Linda Lovelace est l’actrice principale du film
Linda Lovelace est l’actrice principale du film © (Arrow Productions)

Si "Gorge profonde" n’a quasi rien coûté, le film va énormément rapporter à son producteur, Louis Peraino (qui coproduira plus tard "Massacre à la tronçonneuse"). Mais quand on parle d’argent avec ce film, il faut se tourner vers le FBI. Oui, vu le caractère obscène de l’œuvre, c’est l’organisme fédéral qui entre en jeu. Le Bureau estime en effet qu’il a engrangé plus de 600 millions de recettes, devenant l’une des œuvres les plus rentables de l’histoire du cinéma tout court. À l’époque encore, le très sérieux New York Times publie une incroyable critique du film qui dit…

Deep throat, le seul film porno chic à voir et où être vu…
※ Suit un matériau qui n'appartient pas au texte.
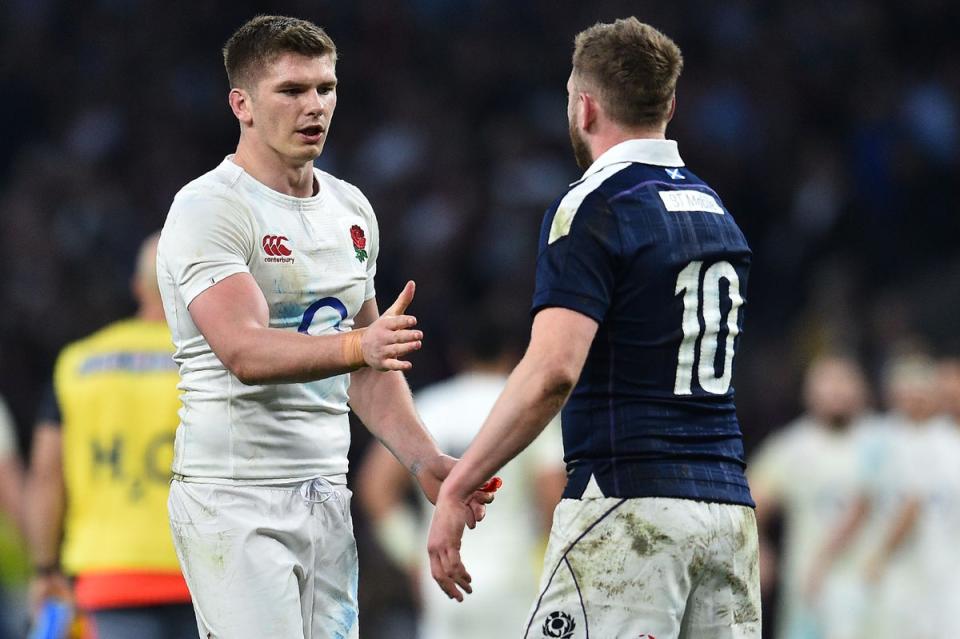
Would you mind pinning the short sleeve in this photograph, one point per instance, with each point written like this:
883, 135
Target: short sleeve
577, 269
546, 451
766, 470
206, 239
371, 289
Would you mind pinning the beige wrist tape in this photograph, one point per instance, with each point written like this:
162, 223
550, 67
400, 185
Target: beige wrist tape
351, 348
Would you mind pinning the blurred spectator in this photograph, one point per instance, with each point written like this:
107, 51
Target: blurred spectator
11, 508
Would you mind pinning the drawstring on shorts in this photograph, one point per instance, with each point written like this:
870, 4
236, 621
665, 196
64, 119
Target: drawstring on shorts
317, 491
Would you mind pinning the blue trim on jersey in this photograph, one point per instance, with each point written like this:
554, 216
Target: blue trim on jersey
629, 422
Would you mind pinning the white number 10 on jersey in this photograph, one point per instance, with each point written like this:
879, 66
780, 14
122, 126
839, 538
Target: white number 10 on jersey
688, 283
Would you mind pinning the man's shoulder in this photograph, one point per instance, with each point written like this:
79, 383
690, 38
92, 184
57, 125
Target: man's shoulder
344, 190
78, 350
215, 186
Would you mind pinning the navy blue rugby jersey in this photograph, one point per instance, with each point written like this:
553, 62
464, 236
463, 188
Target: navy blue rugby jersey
647, 249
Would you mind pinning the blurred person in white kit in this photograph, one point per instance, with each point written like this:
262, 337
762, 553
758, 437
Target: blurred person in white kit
910, 465
508, 554
266, 267
809, 473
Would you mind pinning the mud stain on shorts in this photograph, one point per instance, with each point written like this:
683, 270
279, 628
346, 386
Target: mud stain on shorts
646, 538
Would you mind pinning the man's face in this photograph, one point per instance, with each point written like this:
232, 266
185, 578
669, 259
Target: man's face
581, 152
292, 104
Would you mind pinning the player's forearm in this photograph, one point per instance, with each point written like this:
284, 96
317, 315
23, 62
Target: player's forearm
383, 403
534, 394
44, 519
272, 356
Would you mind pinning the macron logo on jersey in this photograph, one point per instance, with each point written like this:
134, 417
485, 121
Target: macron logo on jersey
273, 245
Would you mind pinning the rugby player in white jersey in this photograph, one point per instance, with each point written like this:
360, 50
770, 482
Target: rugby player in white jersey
810, 473
266, 266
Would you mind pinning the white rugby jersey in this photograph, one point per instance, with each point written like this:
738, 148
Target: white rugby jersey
814, 472
314, 259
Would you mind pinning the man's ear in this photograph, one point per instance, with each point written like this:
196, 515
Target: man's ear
673, 107
240, 105
589, 110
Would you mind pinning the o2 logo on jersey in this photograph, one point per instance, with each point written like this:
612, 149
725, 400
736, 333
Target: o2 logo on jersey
709, 333
332, 303
558, 625
276, 249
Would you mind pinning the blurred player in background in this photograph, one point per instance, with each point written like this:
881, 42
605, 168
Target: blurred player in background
99, 474
810, 473
641, 278
11, 500
507, 551
913, 495
266, 268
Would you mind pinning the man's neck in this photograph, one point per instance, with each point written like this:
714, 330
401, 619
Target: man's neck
151, 311
270, 170
605, 140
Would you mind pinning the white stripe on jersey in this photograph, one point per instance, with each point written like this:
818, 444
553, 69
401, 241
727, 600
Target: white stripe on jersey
570, 204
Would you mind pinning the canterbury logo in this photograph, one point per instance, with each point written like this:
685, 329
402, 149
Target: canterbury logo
274, 245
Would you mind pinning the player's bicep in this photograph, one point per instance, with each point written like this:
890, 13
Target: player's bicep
560, 341
227, 310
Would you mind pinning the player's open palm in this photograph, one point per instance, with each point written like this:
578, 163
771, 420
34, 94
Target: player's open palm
392, 336
443, 546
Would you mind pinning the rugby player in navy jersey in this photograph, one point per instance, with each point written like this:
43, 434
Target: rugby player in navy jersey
640, 286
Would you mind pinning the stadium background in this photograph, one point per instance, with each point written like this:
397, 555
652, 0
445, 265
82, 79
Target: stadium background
829, 128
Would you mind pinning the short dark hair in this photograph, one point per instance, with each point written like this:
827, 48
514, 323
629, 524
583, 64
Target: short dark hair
632, 66
263, 38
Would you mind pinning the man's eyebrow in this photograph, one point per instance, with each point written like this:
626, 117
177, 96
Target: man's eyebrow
298, 84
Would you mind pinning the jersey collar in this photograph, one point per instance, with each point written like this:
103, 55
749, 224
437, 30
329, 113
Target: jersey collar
645, 151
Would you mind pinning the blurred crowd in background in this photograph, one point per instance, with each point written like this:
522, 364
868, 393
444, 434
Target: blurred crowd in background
830, 129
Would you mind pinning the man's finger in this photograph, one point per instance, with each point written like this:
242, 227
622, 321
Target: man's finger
446, 585
478, 511
492, 485
396, 351
400, 337
403, 300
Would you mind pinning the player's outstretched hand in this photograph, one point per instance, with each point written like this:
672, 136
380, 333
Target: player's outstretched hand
392, 337
443, 546
430, 475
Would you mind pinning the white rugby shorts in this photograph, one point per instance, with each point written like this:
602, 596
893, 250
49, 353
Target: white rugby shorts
648, 568
277, 562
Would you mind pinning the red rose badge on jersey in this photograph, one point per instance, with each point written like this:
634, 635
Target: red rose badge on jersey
359, 242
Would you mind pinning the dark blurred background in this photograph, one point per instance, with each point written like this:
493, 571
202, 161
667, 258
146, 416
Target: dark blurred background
830, 129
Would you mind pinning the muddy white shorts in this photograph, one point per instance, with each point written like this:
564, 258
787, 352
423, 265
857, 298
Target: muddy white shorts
649, 568
277, 562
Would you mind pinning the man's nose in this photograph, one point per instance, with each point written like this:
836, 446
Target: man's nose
315, 103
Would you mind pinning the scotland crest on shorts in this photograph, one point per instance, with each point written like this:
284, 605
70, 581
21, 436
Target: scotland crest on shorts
558, 625
359, 242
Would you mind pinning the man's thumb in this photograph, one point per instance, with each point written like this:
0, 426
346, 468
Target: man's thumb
403, 300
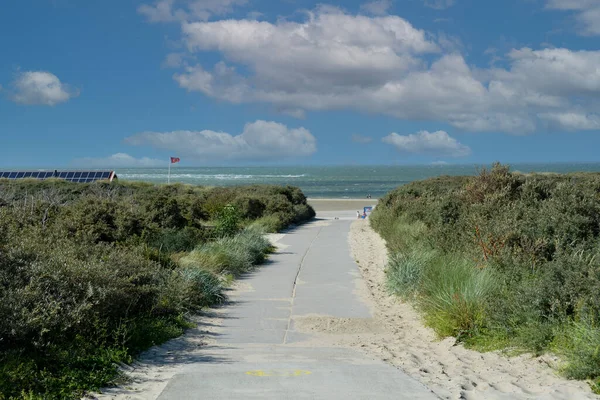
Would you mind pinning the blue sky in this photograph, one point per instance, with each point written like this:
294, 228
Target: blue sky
247, 82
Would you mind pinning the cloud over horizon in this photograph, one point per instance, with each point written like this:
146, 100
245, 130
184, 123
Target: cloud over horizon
433, 144
118, 160
260, 140
356, 138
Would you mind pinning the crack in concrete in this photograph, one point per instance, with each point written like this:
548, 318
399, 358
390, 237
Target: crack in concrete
287, 329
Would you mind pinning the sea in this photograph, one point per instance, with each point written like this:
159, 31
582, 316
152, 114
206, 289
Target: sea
351, 182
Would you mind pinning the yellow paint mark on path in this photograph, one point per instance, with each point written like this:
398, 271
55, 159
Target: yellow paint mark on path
278, 372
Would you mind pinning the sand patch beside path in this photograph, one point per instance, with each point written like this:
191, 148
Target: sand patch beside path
341, 204
450, 370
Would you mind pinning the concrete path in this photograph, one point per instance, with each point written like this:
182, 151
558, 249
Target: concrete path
260, 355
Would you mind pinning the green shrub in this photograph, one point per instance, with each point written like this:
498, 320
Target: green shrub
90, 273
454, 296
405, 271
516, 259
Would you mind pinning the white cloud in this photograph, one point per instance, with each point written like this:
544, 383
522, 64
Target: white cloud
383, 65
119, 160
260, 140
573, 121
356, 138
39, 87
377, 7
174, 60
439, 4
187, 10
436, 144
587, 13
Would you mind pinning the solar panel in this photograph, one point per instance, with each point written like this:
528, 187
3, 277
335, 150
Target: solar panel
72, 176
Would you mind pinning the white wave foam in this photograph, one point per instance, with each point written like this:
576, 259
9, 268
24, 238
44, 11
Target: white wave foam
206, 176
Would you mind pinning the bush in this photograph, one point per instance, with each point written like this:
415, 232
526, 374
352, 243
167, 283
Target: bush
515, 259
92, 274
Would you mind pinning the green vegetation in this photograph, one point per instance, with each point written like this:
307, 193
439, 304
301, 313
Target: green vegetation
93, 274
502, 260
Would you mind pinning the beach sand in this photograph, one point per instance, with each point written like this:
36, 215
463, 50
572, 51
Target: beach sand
446, 367
341, 204
396, 334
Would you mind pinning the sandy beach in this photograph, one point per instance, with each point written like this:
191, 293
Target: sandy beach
395, 334
341, 204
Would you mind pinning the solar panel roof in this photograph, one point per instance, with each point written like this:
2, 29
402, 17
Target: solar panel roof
71, 176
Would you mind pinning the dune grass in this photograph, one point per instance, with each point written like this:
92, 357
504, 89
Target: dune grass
93, 274
502, 261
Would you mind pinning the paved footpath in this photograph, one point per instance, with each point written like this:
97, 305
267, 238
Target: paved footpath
259, 354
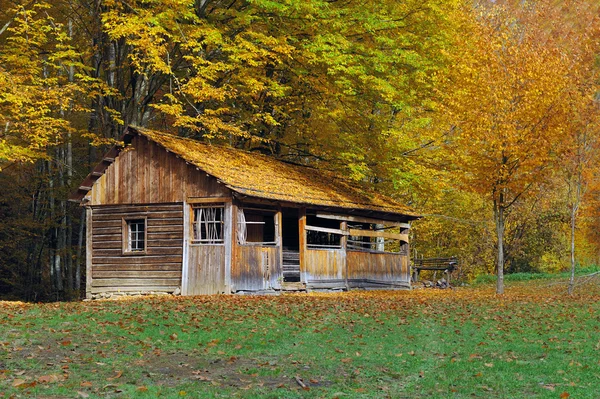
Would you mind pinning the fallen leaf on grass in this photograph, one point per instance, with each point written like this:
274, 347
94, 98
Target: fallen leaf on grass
48, 379
18, 382
118, 375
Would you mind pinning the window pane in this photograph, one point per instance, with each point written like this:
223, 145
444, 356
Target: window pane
208, 225
136, 234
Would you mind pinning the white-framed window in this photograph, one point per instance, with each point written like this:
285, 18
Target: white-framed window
323, 233
208, 224
134, 235
257, 226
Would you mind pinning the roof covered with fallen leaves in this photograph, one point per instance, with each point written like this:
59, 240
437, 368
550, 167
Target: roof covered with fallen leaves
257, 175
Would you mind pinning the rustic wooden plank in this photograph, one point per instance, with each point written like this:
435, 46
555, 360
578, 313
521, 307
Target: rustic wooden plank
360, 219
325, 264
151, 214
116, 223
384, 234
118, 209
88, 252
125, 267
206, 269
106, 237
138, 260
167, 228
165, 222
228, 240
152, 243
209, 200
148, 288
106, 230
165, 235
326, 230
302, 243
107, 244
120, 274
137, 282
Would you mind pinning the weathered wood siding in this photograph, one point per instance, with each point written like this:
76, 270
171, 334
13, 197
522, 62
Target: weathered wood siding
366, 269
147, 173
324, 268
158, 269
256, 268
206, 269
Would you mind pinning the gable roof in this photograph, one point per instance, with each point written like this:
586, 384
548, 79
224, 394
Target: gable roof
257, 175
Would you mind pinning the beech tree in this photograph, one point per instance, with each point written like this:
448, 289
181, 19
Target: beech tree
510, 113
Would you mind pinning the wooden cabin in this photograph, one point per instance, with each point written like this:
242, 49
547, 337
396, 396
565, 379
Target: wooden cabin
170, 214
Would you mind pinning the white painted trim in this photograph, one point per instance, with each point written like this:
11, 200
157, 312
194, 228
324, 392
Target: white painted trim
186, 238
228, 240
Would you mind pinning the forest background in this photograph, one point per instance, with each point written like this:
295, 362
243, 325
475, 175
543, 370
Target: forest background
482, 115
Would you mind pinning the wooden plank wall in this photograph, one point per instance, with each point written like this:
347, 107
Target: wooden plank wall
147, 173
324, 268
206, 269
256, 268
365, 268
159, 269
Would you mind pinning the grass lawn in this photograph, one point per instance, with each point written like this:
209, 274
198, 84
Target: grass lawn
534, 342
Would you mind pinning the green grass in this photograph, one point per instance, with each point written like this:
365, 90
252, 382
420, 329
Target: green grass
488, 278
534, 342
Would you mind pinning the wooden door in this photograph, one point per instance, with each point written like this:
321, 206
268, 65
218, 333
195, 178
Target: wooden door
206, 269
208, 249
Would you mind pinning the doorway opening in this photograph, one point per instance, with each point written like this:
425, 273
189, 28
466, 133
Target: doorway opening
290, 245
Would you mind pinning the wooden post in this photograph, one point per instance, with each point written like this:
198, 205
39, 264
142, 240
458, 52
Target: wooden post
228, 237
279, 240
302, 243
187, 220
88, 252
344, 244
233, 269
405, 249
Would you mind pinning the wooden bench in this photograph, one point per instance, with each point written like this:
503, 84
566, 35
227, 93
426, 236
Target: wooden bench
447, 265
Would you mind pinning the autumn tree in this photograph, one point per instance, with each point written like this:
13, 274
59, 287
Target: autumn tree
509, 111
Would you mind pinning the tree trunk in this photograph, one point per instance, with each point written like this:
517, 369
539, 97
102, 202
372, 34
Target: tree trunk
79, 249
572, 279
499, 216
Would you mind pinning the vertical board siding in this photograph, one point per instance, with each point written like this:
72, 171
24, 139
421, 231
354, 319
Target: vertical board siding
206, 269
256, 268
158, 269
377, 268
147, 173
321, 266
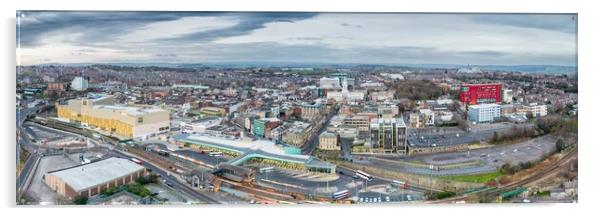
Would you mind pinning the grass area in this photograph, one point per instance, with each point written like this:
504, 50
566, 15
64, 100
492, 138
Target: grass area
476, 178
Il est donc chic de voir ce film chic… et tout le monde s’en vante. Que ce soit le crooner Frank Sinatra mais aussi le romancier Truman Capote. Même Spiro Agrew avoue l’avoir vu. Spiro qui ? Mais oui souvenez-vous, Spiro était vice-président américain en 1972. C’était le second du président Richard Nixon qui est tombé plus tard avec l’affaire dite du Watergate. Un scandale révélé par les journalistes du Washington Post, les fameux Bob Woodward et Carl Bernstein… tuyautés par un informateur sous X, un anonyme surnommé… Deep Throat. La boucle est bouclée ! Une histoire merveilleusement bien racontée dans le film "Les hommes du président" avec Robert Redford et Dustin Hoffman.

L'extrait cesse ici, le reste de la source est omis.